Вы спрашиваете, исчерпываются ли смыслы книги теми смыслами, которые вложил в нее автор? Конечно, существуют и другие смыслы. Когда вы в первый раз читаете книгу, естественно, ваш мозг работает над тем, чтобы понять, что хотел сказать автор, каковы были его намерения. Но проходит время, приходит понимание его намерений. И вы начинаете оценивать автора и насколько успешно он справился. Я бы сказал, что хороший критик — это человек, который в первую очередь видит сквозь абзацы и страницы намерения автора и понимает, справился он или нет.

Но по прошествии лет намерения автора становятся для вас менее значимы, они отходят на второй план, на третий план, и другие смыслы приобретают для вас большее значение. Массу примеров я могу привести из Толстого: давайте вспомним, например, уже ближе к концу романа «Анна Каренина» — где-то 1877-78 год — когда Вронский идет добровольцем на турецкую войну. Толстой, в отличие от Достоевского, не придерживался таких уж националистических взглядов, и здесь есть определенный элемент критики с его стороны. В тот период Толстой знал, конечно, что он написал большой замечательный роман, но он хотел не просто публиковаться в популярных журналах с большими тиражами, он хотел высказать свое отношение к русско-турецкой войне.
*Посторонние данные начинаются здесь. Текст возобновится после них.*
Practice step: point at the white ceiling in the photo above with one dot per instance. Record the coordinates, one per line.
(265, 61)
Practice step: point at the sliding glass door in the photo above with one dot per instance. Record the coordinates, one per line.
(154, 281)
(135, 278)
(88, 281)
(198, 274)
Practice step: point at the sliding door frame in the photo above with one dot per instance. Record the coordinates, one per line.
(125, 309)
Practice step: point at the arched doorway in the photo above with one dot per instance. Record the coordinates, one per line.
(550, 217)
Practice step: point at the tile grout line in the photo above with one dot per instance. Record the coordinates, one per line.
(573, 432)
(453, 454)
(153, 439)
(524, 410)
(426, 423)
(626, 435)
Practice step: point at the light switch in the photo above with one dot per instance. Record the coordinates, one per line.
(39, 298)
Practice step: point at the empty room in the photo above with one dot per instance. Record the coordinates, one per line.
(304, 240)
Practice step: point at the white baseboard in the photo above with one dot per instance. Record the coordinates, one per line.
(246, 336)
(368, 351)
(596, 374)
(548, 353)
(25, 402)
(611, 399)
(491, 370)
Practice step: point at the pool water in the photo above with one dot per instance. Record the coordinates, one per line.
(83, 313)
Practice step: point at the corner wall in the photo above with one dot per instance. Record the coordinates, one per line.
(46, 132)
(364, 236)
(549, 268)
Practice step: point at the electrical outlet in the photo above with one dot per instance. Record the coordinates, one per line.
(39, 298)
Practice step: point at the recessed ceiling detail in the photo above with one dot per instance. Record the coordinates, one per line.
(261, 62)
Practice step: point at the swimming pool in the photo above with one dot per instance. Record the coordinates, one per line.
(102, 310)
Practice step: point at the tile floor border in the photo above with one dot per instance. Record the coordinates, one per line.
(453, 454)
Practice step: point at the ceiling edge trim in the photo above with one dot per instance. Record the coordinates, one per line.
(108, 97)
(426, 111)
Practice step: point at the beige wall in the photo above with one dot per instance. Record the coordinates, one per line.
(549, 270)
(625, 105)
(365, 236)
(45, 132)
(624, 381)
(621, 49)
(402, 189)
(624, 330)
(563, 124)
Это, конечно, не главный смысл романа, но все-таки один из его смыслов. Но сегодня нам, конечно, дела нет до этого момента, он в прошлом. Это такой элемент журналистики... Мы уже не придаем этому такого большого значения, как Толстой в тот момент хотел, чтобы придавали его читатели-современники. Но все-таки это делает книгу более аутентичной, исторической, поскольку мы видим, как она связана с текущими событиями той эпохи.
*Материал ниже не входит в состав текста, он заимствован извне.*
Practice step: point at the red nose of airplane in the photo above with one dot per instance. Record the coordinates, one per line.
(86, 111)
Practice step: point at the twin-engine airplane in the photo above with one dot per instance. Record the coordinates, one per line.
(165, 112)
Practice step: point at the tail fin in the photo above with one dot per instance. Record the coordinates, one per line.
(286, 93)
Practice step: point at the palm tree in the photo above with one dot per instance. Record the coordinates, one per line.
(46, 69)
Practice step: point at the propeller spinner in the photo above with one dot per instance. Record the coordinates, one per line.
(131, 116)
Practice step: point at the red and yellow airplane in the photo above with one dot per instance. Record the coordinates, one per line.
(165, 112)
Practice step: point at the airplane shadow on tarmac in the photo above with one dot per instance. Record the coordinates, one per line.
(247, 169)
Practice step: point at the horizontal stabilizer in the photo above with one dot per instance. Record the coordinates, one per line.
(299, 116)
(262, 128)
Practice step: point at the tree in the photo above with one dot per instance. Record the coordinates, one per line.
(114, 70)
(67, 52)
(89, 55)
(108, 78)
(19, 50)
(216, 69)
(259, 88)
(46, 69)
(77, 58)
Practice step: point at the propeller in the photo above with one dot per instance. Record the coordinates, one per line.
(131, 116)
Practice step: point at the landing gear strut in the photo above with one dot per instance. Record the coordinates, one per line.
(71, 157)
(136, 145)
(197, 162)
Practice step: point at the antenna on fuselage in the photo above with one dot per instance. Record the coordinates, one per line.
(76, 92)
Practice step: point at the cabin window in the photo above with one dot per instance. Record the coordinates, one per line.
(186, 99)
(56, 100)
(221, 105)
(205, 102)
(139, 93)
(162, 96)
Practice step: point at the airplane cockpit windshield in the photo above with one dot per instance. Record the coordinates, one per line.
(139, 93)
Как интересно мы смотрим на эту тему — с разных сторон и очень зеркально. Мне кажется, что сегодня у турецкого и русского сознаниий вообще есть важные схожие черты. Над каждым нашим решением, над каждой нашей идеей висит облако имперской памяти. Фантомные боли в области истории. Что можно с этим сделать, если не каждому дано скроить из этого пару блистательных романов, как вам, — и в какой мере эта историческая память может и должна определять наши сегодняшние выборы и решения?

Ну, когда вы говорите «историческая память», вы, кажется, имеете в виду, что в обеих наших странах были империи, которые мы потеряли. В России была царская империя, потом коммунистическая империя. В Турции была Османская империя. У нас были империи, и мы их утрачивали. Это часть нас и нашей культуры.
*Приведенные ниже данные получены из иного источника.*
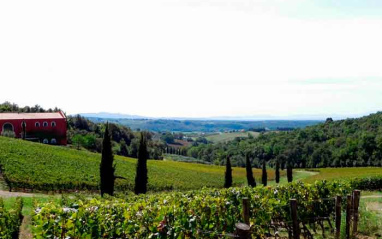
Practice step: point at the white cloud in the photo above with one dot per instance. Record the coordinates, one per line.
(175, 58)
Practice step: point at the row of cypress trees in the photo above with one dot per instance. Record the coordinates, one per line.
(107, 166)
(108, 177)
(250, 179)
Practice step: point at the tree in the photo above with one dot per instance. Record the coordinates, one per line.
(107, 167)
(277, 171)
(250, 179)
(289, 172)
(228, 174)
(264, 177)
(79, 140)
(23, 125)
(141, 178)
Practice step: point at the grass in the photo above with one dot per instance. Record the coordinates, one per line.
(370, 223)
(225, 137)
(28, 165)
(343, 173)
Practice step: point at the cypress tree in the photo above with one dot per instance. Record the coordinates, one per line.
(23, 125)
(289, 172)
(277, 171)
(228, 174)
(264, 177)
(141, 178)
(250, 179)
(107, 167)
Но я совершенно не принимаю сейчас эту неоимперскую риторику, ностальгию по империям, которая зачастую становится просто оправданием агрессии по отношению к соседним государствам. Мне нравится Оттоманская культура. Мне небезразлично оттоманское прошлое. Но карта Турции мне нравится и в современном виде, мне не нужны территории других стран. Политики, которые упоминают империю в нашей стране, имеют в виду иное, чем я. Зато если они говорят о Великой Оттоманской империи, то получают голоса избирателей. Они взывают к гордости нации — конечно, каждая страна имеет право гордиться собой. Но я все же верю в вечный мир — мы же сейчас в деревне Толстого, в конце концов.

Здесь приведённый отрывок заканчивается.